Een vijfde termijn kon hem niet meer ontgaan.

Het dramatische einde
Maar ook Rutte maakte een kapitale misrekening. Ik ben geneigd om de redenering van Ronald Plasterk in zijn column in de Telegraaf over te nemen: Rutte zit te diep geworteld in de Haagse wereld om niet tijdig te horen te krijgen dat er (weer!) een coup werd voorbereid, gesteund door Kaag. Die zou daardoor uiteindelijk toch nog een jaar (demissionair) premier worden. Dat was al vanaf haar komst naar Nederland haar voornaamste ambitie, als noodzakelijke boost van haar diplomatieke carrière naar de échte topfuncties.

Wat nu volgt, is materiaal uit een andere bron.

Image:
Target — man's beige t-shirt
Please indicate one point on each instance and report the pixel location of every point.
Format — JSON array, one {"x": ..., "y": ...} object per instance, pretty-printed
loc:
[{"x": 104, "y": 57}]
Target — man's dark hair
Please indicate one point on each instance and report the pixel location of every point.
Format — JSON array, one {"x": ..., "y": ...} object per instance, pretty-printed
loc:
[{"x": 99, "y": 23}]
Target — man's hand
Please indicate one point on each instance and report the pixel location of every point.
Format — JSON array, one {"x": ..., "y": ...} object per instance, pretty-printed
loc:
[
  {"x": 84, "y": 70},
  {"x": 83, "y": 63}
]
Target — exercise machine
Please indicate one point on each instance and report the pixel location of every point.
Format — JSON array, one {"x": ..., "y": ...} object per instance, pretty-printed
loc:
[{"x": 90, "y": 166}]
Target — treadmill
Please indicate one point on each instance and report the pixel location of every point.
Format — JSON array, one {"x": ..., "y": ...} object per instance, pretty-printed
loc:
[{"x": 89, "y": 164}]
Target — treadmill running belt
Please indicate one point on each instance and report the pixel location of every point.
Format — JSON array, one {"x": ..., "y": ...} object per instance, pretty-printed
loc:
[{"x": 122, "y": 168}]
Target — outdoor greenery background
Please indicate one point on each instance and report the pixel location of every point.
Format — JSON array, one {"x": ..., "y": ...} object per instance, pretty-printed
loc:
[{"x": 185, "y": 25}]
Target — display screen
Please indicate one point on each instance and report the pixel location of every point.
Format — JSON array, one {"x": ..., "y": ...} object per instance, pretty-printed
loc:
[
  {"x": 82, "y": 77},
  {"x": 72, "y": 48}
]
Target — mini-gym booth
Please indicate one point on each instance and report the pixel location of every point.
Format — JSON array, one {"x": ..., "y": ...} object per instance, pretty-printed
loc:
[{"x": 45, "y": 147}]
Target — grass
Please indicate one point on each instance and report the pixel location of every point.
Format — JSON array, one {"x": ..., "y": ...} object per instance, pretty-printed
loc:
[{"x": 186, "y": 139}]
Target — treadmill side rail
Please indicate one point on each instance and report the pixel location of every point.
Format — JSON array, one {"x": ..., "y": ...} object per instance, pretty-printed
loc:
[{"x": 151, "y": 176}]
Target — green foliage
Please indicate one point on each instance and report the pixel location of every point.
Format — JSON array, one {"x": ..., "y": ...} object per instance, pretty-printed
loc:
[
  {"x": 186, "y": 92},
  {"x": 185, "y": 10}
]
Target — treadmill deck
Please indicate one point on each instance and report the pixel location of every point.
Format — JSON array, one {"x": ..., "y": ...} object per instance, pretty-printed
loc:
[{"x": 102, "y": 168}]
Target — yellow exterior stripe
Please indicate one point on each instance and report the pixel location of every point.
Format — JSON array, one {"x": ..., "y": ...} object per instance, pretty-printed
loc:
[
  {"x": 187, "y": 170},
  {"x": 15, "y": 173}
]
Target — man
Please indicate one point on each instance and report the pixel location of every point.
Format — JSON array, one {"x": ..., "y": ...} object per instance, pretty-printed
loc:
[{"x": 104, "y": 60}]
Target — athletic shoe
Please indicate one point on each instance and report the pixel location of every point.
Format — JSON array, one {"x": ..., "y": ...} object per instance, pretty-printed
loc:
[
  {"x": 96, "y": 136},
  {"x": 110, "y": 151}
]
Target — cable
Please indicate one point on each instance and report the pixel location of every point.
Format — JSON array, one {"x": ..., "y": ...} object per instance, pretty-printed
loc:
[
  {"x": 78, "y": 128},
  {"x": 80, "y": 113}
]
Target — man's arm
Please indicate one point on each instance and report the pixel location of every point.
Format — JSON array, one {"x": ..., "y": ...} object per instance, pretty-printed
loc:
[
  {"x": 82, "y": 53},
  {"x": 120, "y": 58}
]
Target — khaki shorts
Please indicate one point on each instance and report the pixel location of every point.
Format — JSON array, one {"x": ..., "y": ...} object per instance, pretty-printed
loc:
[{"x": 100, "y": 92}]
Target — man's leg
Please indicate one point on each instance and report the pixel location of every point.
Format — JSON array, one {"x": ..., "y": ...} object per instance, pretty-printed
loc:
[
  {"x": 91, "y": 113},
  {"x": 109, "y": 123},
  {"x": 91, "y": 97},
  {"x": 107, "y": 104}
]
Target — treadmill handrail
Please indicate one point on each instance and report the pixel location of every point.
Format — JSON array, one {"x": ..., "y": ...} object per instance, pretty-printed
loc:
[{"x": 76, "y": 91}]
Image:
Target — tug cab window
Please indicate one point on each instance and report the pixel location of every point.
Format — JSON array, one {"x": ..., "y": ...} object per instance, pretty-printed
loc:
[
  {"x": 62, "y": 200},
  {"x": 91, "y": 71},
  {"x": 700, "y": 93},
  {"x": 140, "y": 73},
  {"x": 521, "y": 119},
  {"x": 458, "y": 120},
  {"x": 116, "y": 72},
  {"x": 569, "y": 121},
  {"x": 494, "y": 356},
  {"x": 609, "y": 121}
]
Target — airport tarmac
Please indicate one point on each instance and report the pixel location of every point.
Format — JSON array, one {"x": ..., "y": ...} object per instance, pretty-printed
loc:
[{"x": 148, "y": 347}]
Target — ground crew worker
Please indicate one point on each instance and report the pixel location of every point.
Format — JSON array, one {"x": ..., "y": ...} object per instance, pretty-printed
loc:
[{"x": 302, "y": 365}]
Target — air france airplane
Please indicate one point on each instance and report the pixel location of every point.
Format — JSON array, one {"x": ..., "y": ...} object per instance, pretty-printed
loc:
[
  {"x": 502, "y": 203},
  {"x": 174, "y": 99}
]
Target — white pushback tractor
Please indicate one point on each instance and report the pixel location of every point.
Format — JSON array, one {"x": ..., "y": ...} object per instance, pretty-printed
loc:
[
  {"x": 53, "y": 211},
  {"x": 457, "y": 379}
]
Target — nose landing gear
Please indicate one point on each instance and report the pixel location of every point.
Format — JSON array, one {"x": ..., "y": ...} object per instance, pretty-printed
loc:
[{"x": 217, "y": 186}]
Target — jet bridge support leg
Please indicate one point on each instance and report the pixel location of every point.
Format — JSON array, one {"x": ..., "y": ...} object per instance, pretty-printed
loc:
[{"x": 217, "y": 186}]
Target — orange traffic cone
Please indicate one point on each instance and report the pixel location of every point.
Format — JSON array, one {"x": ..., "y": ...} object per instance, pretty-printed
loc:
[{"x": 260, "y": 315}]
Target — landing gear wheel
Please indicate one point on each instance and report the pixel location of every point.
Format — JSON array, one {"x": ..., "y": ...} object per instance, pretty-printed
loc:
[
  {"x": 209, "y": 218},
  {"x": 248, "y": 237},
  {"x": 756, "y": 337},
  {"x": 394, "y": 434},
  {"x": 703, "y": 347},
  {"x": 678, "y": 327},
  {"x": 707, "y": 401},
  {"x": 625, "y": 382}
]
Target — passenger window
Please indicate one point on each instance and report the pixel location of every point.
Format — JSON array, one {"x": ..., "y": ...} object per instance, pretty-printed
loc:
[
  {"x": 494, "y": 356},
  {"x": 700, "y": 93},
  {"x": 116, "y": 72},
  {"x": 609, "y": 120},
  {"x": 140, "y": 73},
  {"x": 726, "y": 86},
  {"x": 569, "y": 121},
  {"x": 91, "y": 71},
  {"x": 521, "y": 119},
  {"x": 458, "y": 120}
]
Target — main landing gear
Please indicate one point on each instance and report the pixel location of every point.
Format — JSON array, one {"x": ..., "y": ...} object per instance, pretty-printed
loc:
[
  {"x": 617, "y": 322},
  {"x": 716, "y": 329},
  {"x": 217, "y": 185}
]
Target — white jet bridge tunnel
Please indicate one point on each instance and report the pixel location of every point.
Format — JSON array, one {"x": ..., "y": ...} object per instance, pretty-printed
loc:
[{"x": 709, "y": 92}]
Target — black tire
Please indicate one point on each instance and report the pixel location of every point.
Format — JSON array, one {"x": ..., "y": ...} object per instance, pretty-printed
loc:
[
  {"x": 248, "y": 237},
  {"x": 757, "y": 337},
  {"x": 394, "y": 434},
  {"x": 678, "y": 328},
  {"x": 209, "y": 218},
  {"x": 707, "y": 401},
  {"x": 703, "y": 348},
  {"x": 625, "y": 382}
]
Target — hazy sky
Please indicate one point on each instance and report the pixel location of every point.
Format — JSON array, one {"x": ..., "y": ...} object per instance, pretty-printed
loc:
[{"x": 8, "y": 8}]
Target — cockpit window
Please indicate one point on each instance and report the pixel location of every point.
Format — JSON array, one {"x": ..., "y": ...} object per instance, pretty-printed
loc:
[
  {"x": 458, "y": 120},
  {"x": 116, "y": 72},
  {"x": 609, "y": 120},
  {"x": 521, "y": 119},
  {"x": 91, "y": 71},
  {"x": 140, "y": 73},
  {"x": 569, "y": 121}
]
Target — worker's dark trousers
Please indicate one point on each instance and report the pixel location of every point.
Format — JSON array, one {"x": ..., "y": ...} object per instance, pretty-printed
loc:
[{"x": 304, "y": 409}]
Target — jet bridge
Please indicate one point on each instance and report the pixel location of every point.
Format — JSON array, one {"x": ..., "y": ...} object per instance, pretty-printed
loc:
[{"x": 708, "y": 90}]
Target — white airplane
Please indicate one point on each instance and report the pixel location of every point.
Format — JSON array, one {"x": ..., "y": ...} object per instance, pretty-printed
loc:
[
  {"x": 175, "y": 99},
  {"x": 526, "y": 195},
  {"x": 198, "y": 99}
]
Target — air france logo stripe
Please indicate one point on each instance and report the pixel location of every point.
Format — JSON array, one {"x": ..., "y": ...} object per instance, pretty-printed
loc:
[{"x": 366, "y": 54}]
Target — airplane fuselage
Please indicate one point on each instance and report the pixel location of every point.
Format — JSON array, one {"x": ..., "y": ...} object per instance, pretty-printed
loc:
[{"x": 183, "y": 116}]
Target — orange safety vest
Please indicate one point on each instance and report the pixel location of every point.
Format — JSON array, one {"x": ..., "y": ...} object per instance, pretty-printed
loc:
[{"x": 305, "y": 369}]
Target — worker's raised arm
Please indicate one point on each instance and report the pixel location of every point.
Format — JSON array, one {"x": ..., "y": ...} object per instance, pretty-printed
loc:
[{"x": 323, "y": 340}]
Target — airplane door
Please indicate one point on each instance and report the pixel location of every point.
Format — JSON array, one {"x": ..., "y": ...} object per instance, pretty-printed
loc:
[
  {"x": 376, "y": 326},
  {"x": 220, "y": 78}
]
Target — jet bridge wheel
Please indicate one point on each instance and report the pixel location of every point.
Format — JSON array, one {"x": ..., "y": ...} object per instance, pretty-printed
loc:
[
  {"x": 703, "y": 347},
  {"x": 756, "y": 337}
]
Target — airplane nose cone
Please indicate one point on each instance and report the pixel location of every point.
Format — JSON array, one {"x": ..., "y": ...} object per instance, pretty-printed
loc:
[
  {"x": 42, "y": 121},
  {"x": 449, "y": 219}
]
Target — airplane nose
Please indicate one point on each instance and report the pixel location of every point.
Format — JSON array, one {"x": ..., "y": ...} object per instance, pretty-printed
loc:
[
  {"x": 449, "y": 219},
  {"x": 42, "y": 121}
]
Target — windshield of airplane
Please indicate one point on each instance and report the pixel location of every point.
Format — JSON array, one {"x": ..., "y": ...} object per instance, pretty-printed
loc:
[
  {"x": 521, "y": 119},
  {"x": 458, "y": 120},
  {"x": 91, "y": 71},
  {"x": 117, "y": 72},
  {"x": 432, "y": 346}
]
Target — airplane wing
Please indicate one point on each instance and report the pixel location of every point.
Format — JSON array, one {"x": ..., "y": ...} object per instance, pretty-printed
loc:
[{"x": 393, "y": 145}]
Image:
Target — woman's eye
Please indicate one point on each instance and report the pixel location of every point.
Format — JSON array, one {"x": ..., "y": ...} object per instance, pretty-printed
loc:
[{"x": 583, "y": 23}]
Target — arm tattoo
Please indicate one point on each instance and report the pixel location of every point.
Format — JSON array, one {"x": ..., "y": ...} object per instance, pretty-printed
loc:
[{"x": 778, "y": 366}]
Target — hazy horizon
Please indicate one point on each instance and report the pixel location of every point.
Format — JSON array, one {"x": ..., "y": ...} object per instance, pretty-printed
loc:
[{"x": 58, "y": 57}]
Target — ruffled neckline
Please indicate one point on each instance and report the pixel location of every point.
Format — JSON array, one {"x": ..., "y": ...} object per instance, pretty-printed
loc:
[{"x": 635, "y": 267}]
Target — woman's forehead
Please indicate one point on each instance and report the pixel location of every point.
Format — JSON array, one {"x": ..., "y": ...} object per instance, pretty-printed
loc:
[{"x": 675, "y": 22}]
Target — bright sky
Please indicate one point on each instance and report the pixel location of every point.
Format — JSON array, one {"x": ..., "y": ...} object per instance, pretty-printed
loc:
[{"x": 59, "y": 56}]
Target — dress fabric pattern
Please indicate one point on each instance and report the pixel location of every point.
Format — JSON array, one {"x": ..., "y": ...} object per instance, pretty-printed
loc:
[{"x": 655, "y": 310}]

Bij het vernemen van dit bericht kromp Mark’s maag in elkaar en maakte een moment van blinde paniek hem aan het duizelen: alles zou binnen drie dagen voorbij kunnen zijn. Hij zou afgedankt en als ambteloos burger thuis op de bank zitten. Met na het opstaan op dinsdag slechts een groot zwart gat als toekomst. Zijn einde zou de smadelijkste afgang worden die een Nederlandse premier ooit te beurt was gevallen. Hoe totaal anders had hij zich zijn vertrek uit het torentje en zijn plaats in de geschiedenisboekjes twee jaar geleden nog voorgesteld!

Hij kreeg de knoop niet meer uit zijn maag, maar herpakte zich na een tijdje, en besloot deze gitzwarte optie ten koste van alles te voorkomen. Vooral om zijn eigen positie te redden, maar zeker ook omdat hij het de valse verraadster niet gunde om ook maar één dag op zijn stoel te zitten.

Dan maar een zelfgekozen exit, met opgeheven hoofd, en met de bekende joviale lach. Tot de laatste snik.